1. Characteristics of Binary Files

Unlike text files, which are meant for human consumption, binary files are designed for machine efficiency. They represent a direct "snapshot" of memory contents stored on disk.

Raw Data Storage

  • Byte Range: Binary files utilize the full range of a byte (0–255). There are no "forbidden" or special control characters. A null byte (0x00) or a newline (0x0A) is treated simply as data (e.g., part of an integer or a color value).
  • No Conversion: Data is written exactly as it is represented in RAM. An integer 123456 is stored as a 4-byte sequence (e.g., 40 E2 01 00), whereas a text file would convert it to the string "123456" (6 bytes).

Advantages & Disadvantages

  • Speed: Extremely fast. The CPU does not need to perform expensive formatting (like printf does) or parsing (like scanf does).
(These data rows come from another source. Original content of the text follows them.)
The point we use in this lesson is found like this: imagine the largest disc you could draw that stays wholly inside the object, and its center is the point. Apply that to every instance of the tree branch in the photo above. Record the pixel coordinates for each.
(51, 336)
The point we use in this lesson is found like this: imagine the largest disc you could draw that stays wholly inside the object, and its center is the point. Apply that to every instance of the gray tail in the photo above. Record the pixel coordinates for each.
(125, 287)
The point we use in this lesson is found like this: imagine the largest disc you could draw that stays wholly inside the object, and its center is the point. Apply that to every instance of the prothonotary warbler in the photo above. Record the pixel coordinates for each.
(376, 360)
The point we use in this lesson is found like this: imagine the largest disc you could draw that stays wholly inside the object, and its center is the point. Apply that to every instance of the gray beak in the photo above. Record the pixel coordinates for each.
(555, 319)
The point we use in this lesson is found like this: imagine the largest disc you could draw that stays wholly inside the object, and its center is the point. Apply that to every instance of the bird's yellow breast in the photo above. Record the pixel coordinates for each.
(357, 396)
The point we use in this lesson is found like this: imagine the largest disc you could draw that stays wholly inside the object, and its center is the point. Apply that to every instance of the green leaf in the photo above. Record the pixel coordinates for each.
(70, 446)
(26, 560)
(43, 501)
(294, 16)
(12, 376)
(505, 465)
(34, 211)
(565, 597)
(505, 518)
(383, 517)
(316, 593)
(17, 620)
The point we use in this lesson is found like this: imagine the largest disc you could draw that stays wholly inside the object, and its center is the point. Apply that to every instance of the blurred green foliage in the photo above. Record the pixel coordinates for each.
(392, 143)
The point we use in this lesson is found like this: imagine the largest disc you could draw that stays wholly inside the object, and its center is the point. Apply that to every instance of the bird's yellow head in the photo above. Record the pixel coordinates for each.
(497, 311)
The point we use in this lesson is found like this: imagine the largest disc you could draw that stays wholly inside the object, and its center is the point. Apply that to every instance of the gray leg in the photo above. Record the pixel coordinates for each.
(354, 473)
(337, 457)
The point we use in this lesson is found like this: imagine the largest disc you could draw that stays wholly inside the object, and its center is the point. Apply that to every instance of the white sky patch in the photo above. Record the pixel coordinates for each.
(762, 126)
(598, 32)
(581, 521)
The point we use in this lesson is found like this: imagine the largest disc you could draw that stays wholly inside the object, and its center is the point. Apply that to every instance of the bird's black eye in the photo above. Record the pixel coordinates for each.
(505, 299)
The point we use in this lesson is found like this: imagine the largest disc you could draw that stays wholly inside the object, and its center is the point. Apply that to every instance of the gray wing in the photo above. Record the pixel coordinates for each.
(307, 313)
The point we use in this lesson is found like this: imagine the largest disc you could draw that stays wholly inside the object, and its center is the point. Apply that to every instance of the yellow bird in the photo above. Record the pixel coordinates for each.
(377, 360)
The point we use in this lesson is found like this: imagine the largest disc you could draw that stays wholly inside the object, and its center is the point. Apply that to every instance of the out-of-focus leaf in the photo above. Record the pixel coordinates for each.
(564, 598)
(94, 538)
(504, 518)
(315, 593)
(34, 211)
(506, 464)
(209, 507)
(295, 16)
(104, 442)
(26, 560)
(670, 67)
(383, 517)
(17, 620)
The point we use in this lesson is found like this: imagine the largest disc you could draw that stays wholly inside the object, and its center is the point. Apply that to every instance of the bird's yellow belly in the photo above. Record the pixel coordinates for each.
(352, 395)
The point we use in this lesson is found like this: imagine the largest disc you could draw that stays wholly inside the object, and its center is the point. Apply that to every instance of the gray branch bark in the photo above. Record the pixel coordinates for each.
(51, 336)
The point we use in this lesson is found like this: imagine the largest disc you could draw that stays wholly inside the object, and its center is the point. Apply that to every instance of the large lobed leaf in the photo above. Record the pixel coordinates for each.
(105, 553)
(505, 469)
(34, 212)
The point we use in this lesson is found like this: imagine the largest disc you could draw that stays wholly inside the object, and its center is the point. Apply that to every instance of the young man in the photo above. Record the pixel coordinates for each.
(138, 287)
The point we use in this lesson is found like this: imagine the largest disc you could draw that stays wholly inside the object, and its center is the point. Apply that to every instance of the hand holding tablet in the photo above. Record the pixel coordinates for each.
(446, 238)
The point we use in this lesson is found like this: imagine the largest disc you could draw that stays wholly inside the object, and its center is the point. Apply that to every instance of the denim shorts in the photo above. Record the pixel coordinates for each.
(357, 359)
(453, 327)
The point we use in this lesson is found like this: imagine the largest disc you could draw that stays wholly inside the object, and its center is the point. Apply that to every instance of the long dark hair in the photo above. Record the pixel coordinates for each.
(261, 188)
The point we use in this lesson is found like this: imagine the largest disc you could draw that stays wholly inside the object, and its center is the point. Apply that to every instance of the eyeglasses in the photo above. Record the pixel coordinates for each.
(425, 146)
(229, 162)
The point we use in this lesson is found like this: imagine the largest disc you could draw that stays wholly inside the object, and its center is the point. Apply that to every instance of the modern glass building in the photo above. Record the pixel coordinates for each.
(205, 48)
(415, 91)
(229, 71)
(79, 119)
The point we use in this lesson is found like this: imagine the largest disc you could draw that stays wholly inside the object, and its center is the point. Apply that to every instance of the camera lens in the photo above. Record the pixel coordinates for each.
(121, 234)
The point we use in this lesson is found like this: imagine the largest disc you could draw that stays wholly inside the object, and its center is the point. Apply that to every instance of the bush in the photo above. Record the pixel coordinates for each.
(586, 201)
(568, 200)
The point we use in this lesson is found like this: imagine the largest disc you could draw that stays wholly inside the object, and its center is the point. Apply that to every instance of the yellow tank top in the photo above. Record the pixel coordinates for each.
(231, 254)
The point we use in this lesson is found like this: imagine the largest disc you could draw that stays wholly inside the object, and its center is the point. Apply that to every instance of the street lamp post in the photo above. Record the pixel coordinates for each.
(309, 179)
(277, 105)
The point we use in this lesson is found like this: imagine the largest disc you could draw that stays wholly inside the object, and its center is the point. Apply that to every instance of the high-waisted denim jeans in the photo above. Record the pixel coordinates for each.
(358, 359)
It is essentially a memory copy operation.
  • Storage Efficiency: Typically more compact for numeric data.
  • Portability Issues (The Major Drawback): Binary files are hardware-dependent.
    • Endianness: A file written on a Little-Endian machine (Intel) might be read incorrectly on a Big-Endian machine.
    • Type Sizes: A long might be 4 bytes on a 32-bit system but 8 bytes on a 64-bit system, causing alignment errors if the file is moved between systems.

2. The Binary I/O API

The C Standard Library provides two block-based functions for binary operations: fread and fwrite. They act as "bulk movers" of data.

Function Prototypes

size_t fread(void *ptr, size_t size, size_t nmemb, FILE *stream);
size_t fwrite(const void *ptr, size_t size, size_t nmemb, FILE *stream);

Parameter Anatomy

  1. ptr (Pointer):
    • For fwrite: The source of data (RAM).
    • For fread: The destination buffer (RAM).
    • Note: It is a void *, meaning it can handle any data type (int, struct, arrays).
  2. size (Item Size): The size of a single element in bytes. Always use the sizeof operator (e.g., sizeof(int) or sizeof(Student)).
  3. nmemb (Count): The number of elements to read or write.
  4. stream (File Pointer): The target file. Note: Unlike fprintf, the file pointer is the last argument here.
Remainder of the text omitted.